When you are putting a full Management Liability policy together there are a few things you will need to take into consideration. Here are a few of the big ones.
Is Directors and Officers coverage all you will need?
Directors and Officers coverage protects a company’s directors and officers from claims that fall within the policy provisions. In a complete Management Liability policy, there are other lines of coverage that protect against different management risks. EPLI (Employee Practices Liability Insurance) is probably the best known.
EPLI coverage is the insurance that covers management in the event that a claim stems from a company employee. Harassment, discrimination, wrongful termination, there are a number of issues that can be brought to bear against directors and officers of a company. EPLI protects specifically against those risks. EPLI would be a separate component in a Management Liability policy.
A company would need to be sure that any complete Management Liability quote included such coverage as it is a distinct line of coverage from Directors and Officers. With the rise in the types of claims covered by EPLI, these days it’s a must.
Shared versus separate limits?
If you find that you do need EPLI (and if you have several employees you really ought to) as well as D&O, you will need to consider whether you need shared or separate limits.
With shared limits, the stated coverage limit is the overall amount of coverage you get for a given policy year between both coverage lines. Say you purchase a Management Liability policy with D&O and EPLI coverage with a 1mm shared limit. All the sudden, here comes a claim and you lose. The claim ultimately costs 700k between defense, settlement and any associated costs when it is all said and done. The amount of total coverage going forward for either a D&O or EPLI claim would then be 300k.
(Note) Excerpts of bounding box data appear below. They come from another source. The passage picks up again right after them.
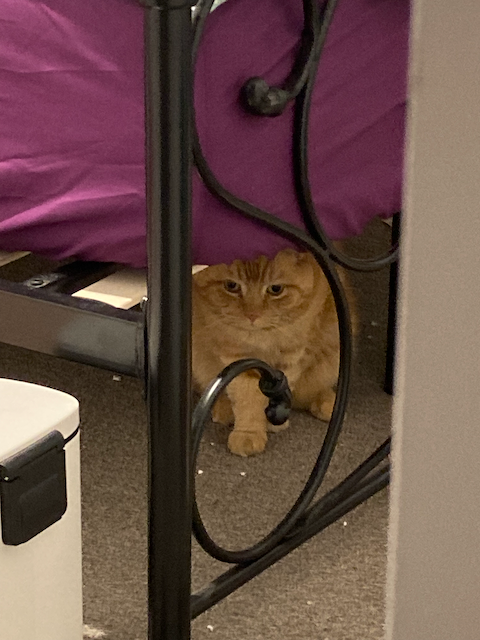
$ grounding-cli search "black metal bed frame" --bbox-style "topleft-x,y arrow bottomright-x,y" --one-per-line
0,0 -> 399,640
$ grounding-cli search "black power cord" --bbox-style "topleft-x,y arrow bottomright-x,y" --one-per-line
192,0 -> 392,566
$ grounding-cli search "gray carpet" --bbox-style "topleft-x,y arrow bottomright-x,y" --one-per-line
0,223 -> 391,640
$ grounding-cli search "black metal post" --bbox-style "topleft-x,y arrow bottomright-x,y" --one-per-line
145,0 -> 192,640
383,213 -> 400,395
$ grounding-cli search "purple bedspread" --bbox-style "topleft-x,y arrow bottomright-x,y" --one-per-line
0,0 -> 409,266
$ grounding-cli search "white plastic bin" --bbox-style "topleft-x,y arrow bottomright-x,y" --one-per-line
0,379 -> 82,640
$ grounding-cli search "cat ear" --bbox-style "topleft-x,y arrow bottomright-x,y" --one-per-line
193,264 -> 229,287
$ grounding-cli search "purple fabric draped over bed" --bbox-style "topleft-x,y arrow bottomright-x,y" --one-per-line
0,0 -> 409,267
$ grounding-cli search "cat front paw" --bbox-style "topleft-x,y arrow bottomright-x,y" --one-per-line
228,429 -> 267,458
212,396 -> 235,427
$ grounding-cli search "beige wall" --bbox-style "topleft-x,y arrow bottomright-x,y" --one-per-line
387,0 -> 480,640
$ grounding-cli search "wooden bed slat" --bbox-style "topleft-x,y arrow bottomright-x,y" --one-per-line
0,251 -> 30,267
72,264 -> 207,309
72,269 -> 147,309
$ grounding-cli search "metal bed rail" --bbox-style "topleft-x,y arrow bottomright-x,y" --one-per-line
0,0 -> 398,640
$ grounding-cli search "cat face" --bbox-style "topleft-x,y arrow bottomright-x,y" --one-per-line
194,249 -> 328,331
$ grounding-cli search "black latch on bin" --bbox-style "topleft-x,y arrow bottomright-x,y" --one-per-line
0,431 -> 67,545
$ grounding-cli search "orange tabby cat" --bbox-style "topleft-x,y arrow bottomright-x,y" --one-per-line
193,249 -> 356,456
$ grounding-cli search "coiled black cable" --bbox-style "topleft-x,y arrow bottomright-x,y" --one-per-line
192,0 -> 397,564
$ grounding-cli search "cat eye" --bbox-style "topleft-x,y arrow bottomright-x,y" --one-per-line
224,280 -> 242,293
267,284 -> 285,296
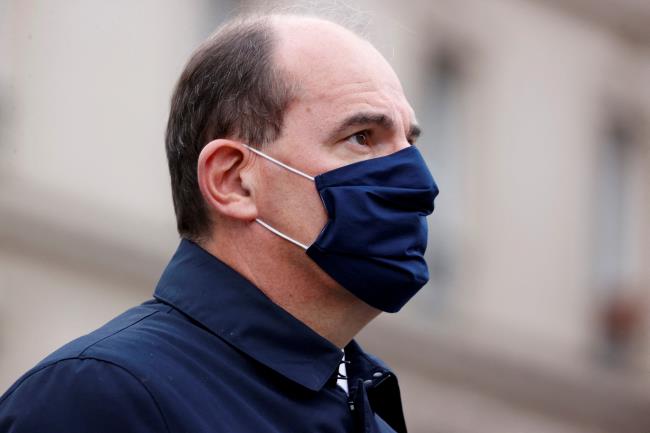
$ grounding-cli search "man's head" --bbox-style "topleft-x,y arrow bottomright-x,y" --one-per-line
162,15 -> 435,330
166,15 -> 417,242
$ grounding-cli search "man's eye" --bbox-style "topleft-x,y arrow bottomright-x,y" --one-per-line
348,131 -> 370,146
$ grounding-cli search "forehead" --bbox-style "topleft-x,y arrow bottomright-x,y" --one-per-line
275,18 -> 414,123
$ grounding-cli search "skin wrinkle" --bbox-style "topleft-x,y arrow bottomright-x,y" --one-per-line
199,16 -> 415,347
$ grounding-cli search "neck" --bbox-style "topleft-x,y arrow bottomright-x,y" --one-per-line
201,224 -> 380,348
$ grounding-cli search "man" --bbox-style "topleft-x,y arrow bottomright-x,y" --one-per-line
0,11 -> 437,433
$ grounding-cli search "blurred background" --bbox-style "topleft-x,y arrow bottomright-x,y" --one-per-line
0,0 -> 650,433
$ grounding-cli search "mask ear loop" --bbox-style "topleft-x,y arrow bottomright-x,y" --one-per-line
242,143 -> 314,182
255,218 -> 309,251
242,143 -> 314,251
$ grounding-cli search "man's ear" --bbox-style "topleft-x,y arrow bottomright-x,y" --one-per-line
197,139 -> 257,221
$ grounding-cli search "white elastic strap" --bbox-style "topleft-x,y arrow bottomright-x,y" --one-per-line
255,218 -> 309,250
243,143 -> 314,182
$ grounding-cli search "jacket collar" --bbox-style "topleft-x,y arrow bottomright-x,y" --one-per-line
154,239 -> 341,391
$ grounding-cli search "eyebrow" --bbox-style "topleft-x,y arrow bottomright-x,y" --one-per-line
331,112 -> 422,141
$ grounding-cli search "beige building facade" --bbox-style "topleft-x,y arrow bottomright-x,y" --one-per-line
0,0 -> 650,433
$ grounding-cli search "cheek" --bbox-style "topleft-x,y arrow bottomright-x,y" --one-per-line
256,167 -> 327,244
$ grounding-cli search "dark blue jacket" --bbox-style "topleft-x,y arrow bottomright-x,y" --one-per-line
0,240 -> 406,433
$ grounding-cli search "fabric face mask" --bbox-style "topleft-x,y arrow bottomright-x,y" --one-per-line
245,145 -> 438,313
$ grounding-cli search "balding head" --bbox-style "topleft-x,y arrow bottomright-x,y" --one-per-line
166,15 -> 412,240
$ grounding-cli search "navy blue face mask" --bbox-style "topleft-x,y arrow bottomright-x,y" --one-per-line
246,146 -> 438,313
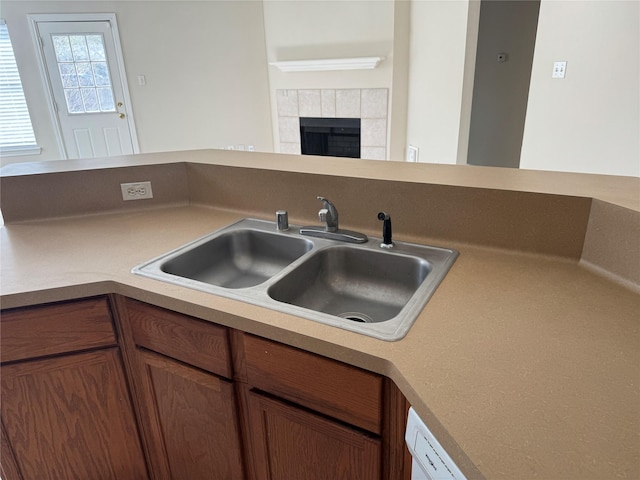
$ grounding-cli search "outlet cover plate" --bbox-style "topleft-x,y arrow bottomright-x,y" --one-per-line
120,182 -> 153,201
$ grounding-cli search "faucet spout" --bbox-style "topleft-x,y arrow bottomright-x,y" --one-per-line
300,196 -> 367,243
317,196 -> 339,232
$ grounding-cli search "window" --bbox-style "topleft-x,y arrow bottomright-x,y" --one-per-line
0,19 -> 40,155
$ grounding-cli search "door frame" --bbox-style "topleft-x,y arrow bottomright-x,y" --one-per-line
27,13 -> 140,160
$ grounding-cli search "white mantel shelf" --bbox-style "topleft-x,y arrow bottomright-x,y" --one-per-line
269,57 -> 384,73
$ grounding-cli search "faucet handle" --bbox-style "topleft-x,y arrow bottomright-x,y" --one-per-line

Separate limits means that each coverage line has its own separate coverage limit if a claim was directed toward it. Separate limits means that you would have 1mm for each coverage aspect. In practice, if you had a D&O claim and lost and the whole thing cost you 700k, you would have 300k left in coverage for D&O, but the EPLI would maintain a 1mm coverage limit…separate limits.
Separate limits certainly will cost more. It also is an important consideration to make.
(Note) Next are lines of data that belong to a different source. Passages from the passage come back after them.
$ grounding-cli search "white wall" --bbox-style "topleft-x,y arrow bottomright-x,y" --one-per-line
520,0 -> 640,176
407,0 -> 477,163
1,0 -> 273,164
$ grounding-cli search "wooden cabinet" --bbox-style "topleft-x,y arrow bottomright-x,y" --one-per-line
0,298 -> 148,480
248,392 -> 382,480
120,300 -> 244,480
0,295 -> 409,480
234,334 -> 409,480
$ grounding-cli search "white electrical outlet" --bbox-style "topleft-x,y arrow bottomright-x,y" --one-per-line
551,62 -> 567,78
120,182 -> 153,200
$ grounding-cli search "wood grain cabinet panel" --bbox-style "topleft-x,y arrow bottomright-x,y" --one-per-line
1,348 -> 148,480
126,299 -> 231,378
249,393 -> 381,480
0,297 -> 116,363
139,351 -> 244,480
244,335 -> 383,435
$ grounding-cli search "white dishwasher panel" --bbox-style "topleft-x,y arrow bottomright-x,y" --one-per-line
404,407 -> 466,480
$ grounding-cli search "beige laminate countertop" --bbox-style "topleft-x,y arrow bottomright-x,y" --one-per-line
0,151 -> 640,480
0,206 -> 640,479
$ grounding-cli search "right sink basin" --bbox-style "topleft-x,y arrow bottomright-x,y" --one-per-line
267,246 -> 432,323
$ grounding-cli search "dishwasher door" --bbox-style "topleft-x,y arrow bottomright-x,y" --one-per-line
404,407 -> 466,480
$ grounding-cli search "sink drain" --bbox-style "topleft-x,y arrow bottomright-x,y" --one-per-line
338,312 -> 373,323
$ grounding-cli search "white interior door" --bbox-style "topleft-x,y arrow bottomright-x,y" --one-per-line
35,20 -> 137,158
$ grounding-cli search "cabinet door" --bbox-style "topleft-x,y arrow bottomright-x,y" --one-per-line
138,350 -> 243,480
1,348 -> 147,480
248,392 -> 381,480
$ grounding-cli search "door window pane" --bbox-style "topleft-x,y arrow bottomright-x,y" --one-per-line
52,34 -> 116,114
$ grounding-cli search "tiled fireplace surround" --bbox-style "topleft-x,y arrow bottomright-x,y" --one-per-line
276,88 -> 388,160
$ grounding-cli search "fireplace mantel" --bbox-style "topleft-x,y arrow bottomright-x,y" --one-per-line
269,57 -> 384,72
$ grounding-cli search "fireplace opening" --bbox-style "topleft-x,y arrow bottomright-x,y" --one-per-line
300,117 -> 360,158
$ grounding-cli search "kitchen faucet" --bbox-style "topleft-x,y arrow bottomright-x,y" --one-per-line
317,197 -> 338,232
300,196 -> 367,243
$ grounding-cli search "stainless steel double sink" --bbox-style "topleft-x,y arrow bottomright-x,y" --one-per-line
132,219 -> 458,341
Do you want a separate defense limit?
So what is a separate defense limit and do I really need it? A separate defense limit sets aside a separate bucket of money purely for legal costs surrounding a suit. This limit will typically be the same amount as the standard coverage limit. If you have a 1mm limit on Directors and Officers coverage and have a separate defense limit, it’s likely to me 1mm as well.
Defense costs can account for huge sums of money when one is forced to defend themselves from a D&O claim. The average cost of a D&O claim including defense cost, settlement and judgments is $697,000. A large piece of this cost is associated with the legal costs of defending the claim in court.
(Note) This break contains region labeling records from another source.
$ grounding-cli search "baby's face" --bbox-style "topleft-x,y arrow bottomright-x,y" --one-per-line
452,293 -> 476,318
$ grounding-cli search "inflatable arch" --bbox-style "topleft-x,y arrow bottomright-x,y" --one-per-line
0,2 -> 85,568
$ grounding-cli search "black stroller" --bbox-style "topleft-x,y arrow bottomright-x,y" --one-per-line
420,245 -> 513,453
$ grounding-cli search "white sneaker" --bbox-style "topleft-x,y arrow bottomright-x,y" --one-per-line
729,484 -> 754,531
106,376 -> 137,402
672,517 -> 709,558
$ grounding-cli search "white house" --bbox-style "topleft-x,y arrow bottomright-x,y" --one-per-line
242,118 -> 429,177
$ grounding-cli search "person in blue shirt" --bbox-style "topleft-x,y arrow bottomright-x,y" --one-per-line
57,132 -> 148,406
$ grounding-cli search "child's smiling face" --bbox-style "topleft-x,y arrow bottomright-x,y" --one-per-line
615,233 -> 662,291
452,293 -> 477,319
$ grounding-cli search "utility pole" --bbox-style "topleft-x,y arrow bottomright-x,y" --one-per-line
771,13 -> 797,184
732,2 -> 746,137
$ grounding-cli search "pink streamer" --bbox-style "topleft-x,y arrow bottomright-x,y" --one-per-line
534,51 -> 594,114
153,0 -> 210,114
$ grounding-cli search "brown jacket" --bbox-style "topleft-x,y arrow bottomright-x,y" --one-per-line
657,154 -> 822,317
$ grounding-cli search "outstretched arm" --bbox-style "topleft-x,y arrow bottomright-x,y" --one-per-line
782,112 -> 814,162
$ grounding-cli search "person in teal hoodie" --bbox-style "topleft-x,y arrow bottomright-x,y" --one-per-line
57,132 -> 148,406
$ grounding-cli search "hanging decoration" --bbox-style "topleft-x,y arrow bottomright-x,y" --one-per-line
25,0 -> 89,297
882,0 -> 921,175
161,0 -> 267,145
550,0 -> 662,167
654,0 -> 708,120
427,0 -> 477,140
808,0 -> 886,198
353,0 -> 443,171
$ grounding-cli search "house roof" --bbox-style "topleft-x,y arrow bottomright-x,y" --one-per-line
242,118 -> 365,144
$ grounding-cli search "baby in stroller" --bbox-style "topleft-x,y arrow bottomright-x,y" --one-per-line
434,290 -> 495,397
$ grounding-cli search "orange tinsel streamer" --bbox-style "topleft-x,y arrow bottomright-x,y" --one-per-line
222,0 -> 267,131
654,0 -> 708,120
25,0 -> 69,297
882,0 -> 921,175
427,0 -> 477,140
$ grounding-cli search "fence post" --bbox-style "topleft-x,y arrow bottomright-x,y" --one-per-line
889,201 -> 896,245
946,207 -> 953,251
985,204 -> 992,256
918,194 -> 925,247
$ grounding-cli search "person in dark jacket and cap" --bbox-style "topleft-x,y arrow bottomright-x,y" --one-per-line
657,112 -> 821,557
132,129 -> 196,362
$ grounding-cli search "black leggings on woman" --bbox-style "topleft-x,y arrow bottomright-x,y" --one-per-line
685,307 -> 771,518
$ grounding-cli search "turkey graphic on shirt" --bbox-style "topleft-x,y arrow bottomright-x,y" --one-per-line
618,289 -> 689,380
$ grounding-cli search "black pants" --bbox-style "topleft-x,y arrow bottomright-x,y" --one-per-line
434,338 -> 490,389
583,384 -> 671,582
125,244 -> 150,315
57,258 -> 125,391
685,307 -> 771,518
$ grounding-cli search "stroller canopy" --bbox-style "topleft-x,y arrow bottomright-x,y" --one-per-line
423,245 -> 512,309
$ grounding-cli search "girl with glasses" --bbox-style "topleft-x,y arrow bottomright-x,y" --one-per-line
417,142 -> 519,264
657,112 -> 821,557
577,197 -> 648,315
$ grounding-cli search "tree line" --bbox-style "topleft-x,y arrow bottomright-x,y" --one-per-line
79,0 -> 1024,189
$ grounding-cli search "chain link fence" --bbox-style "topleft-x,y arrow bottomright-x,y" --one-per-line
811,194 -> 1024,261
The separate defense limit protects a policy holder from exhausting the coverage on legal defense and not having enough if you lose a case. For example, say you had a straight up 1mm D&O policy and a claim came in against you. If one were to mount a $500k legal defense, you are already down to 500k in coverage. Legal defense would go against your 1mm in protection.
If you lose, and the judgement is 1mm against a director or officer, someone is going to be out $500k. Without a separate limit, the $500k defense cost goes against your original 1mm coverage, leaving $500k in protection. If the judgement against you comes in at 1mm, you only have $500k left after you’ve mounted a defense. Not good.
If you have a 1mm separate defense limit, the $500k defense cost goes against its own 1mm bucket of money. In this example, a $1mm D&O coverage with a $1mm separate defense limit means that after defense costs have been accounted for, the 1mm judgement against a company director or officer would be completely covered.